Youth Courts: Technical Assistance
In addition to implementing and operating seven youth courts, Center for Court Innovation regularly provides information and technical assistance to youth court programs and creates training resources and opportunities for new and experienced practitioners. For example, in 2010, the Center, in partnership with the Association of New York State Youth Courts, hosted a conference for youth court practitioners throughout New York State during which participants participated in workshops that focused on priority areas of youth court practice led by youth court experts and practitioners.
The Center’s services include:
- Site visits to youth courts
- Resources for planners and practitioners
- Hands-on assistance
Site visits are one of the best vehicles for introducing planners to the concepts and practice of youth courts. The Center can host visitors at any of its seven youth courts located in New York City and Newark, NJ.
On a typical site visit, visitors will:
- See the youth court in action;
- Meet project staff, who will be available to answer questions;
- Meet the young people who serve on the court to learn about their experiences;
- Obtain sample documents;
- Consider how a youth court might meet the needs of their communities or schools.

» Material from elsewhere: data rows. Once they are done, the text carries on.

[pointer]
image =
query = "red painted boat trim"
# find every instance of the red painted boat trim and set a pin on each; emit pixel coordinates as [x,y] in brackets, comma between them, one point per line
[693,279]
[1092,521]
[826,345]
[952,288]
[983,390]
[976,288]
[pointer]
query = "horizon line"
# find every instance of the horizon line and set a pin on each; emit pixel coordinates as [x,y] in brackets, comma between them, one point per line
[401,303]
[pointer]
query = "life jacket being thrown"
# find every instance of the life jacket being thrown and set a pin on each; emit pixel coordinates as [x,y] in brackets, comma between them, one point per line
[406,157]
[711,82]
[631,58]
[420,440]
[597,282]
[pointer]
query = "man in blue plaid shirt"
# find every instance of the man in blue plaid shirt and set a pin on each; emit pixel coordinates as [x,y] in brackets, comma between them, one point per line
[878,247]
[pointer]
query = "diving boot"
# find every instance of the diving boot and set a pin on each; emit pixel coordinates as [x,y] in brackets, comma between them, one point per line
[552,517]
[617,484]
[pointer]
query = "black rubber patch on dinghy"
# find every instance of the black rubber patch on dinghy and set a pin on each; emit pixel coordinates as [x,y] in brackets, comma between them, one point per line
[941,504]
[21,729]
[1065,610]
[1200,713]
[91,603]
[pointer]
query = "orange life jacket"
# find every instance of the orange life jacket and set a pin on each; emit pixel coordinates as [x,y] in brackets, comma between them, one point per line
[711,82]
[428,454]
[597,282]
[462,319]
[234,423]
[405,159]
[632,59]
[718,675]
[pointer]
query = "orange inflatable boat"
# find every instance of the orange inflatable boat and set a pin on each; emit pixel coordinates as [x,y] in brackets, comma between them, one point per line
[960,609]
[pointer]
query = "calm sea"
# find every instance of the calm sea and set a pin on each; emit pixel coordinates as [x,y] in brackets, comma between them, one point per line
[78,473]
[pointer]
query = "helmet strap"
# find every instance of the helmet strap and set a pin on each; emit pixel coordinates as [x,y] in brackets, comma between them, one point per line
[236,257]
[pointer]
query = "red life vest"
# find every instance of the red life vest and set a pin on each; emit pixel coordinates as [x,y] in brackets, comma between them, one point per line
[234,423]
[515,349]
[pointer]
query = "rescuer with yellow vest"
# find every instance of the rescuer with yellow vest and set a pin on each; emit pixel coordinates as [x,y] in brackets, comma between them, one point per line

Resources for planners and practitioners
The following publications assist planners from inception to implementation:
- Youth Court Planning Guide: A comprehensive framework for starting a school- or community-based youth court from scratch. The guide provides an overview of the youth court model and prompts planners to consider, examine, and decide on all elements of a youth court’s operation, from staffing to referrals to sanctions.
- Youth Court Training Curriculum: A complete curriculum for training young people to serve on a youth court. The curriculum includes over 23 classroom hours, broken into 50-minute lesson plans.
- Creating a Youth Court Operations Manual: A guide for practitioners and planners: This resource is intended to help existing youth courts document, standardize, and maintain the high quality of their programs and help planners of new youth courts develop all of the policies and procedures necessary for a successful program.
The Center for Court Innovation provides intensive one-on-one assistance in the planning, implementation, and enhancement of youth courts. Assistance is available in five main areas:
1. PRE-PLANNING GUIDANCE
The Center can help communities and schools evaluate whether a youth court program suits their goals and resources. The Center works with planners to identify potential program partners and stake-holders and establish preliminary planning objectives.
2. PROJECT PLANNING
Once the project has been defined, the Center can help planners develop a detailed planning document that spells out the scope and goals of a youth court and outlines its policies and procedures.
3. PROJECT DEVELOPMENT Armed with a clear, detailed idea about how to proceed, the Center can help planners move from concept to implementation by identifying ways to overcome hurdles and obstacles, and devising new ways to engage the community and potential partners.
4. EVALUATION The Center can then help planners evaluate the project by establishing performance measures and measuring the youth courts impact on respondents, volunteer youth participants, and the community. 5. TROUBLESHOOTING Finally, the Center can assist with troubleshooting, helping program managers analyze operations and make mid-course adjustments.
Center for Court Innovation experts provide customized workshops, panels, and trainings to youth development, justice system and education practitioners interested in the principles of youth courts practices and other topics as requested.